In short, it is often quite hard to understand why each judge voted as he or she did, or why — in answer to questions which were sometimes strangely split up or coupled together — they found themselves voting in the same way as colleagues holding views contrary to their own. This is ample evidence of the Court's difficulties in handling the problem — a legal one, certainly, but above all a highly political one, undeniably and by far the most daunting of modern times. Faced with two utterly irreconcilable positions, each upheld by such influential sectors of the international community, the Court must certainly have realized that it would cost it dear to endorse either one of them.
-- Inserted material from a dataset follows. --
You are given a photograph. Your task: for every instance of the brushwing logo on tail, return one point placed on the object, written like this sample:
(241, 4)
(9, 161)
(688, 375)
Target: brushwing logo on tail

It therefore decided to seek a compromise whereby it could escape from its dilemma without fully committing itself, and took refuge in a sort of non liquet — the confession (a baffling one, coming from a judge) that as regards nuclear weapons the Court did not feel able to say exactly where to draw the line between what was lawful and what was not. In other words, jura non novit curia! [5 ] But closer examination shows that this is not a compromise at all, and that the non liquet is only apparent.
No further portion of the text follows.